In 1967, Hsing Yun purchased more than 30 hectares in Dashu Township, Kaohsiung County as the site for the construction of a monastery. The groundbreaking ceremony was held on 16 May 1967.

Fo Guang Shan embarked on many construction projects, including university buildings, shrines, and a cemetery. In 1975, Fo Guang Shan's 36-metre tall statue of Amitābha Buddha was consecrated. In 1981, 15 years after its establishment, the Great Hero Hall was built. During these times, many other Fo Guang Shan temples outside the order's mother monastery were also built.

An aerial view of Fo Guang Shan Monastery, the headquarters of the order.

In May 1997, Hsing Yun announced that he would close the mountain gate of Fo Guang Shan to the general public. His reason in closing the monastery was to give monastics the cloistered atmosphere they need for their Buddhist practice. In practice, many Chinese monasteries have also closed their mountain gates to give a cloistered atmosphere to the temple residents.

At the end of 2000, then President Chen Shui-bian of the Republic of China and government officials from Kaohsiung visited Fo Guang Shan, bringing with them the wish from their constituents that Fo Guang Shan reopen its mountain gate. After due consideration, Fo Guang Shan decided to reopen the monastery to some extent, thereby providing the public a place to practice Pure Land Buddhism. On top of its headquarters being the largest monastery in Taiwan, it has a network of over 300 branches throughout Taiwan.[6]

Fo Guang Shan entered mainland China in the early 21st century, focusing more on charity and Chinese cultural revival rather than Buddhist propagation in order to avoid conflict with the Chinese Communist Party, which opposes religion. Fo Guang Shan's presence in China increased under the presidency of General Secretary Xi Jingping after he started a program to revive traditional Chinese faiths.

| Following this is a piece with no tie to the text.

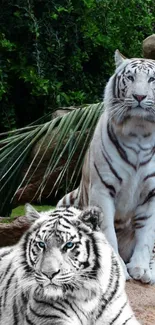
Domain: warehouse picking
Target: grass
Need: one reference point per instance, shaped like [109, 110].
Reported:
[20, 211]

As of 2017, the order had over 1,000 monks and nuns, and over 1 million followers worldwide, with branches in fifty countries.[2]


Temples and organizations have been established in 173 countries throughout the world, and now encompasses more than 3,500 monastics. The organization emphasizes education and service, maintaining universities, Buddhist colleges, libraries, publishing houses, translation centres, Buddhist art galleries, teahouses, and mobile medical clinics. It has also established a children's room, retirement home, high school and television station.

Social and medical programs[edit]

The social and medical programs of Fo Guang Shan include a free medical clinic with mobile units that serve remote villages, an annual winter relief program organized to distribute warm clothing and food supplies to the needy, a children's and seniors' home, wildlife conservation areas to protect living creatures, and a cemetery for the care of the deceased. Fo Guang Shan's social work focuses primarily on helping the poor in remote areas.

The organization also runs orphanages, homes for the elderly, and drug rehabilitation programs in prisons. Fo Guang Shan has also been involved in some international relief efforts.[6]

Educational programs[edit]

Fo Guang Shan's Sutra Repository, the home of the Institute of Humanistic Buddhism and library of over 50 editions of Buddhist canons.

The educational programs of Fo Guang Shan include four Buddhist colleges, three regular colleges, and various community colleges. The Fo Guang University was established in 2000. It focuses mainly on the humanities and social sciences. The Chinese Buddhist research institute is subdivided into four separate departments; a women's and men's college, and an international and English Buddhist studies department. Tuition fees and lodging are provided by Fo Guang Shan, free of charge. Other prominent universities the order has established include Nanhua University in Taiwan and the University of the West in the United States.[7]

The organization also operates Pu-Men High School in Taipei, Jiun Tou Elementary and Junior High School, Humanities Primary and Junior High School, which provides regular curriculum for students. Fo Guang Shan also has nursery schools, kindergartens, and Sunday schools for children.

Along with Tzu Chi, Fo Guang Shan is the only major Buddhist organization in Taiwan that offers some form of strictly secular education, as opposed to purely religious.[6]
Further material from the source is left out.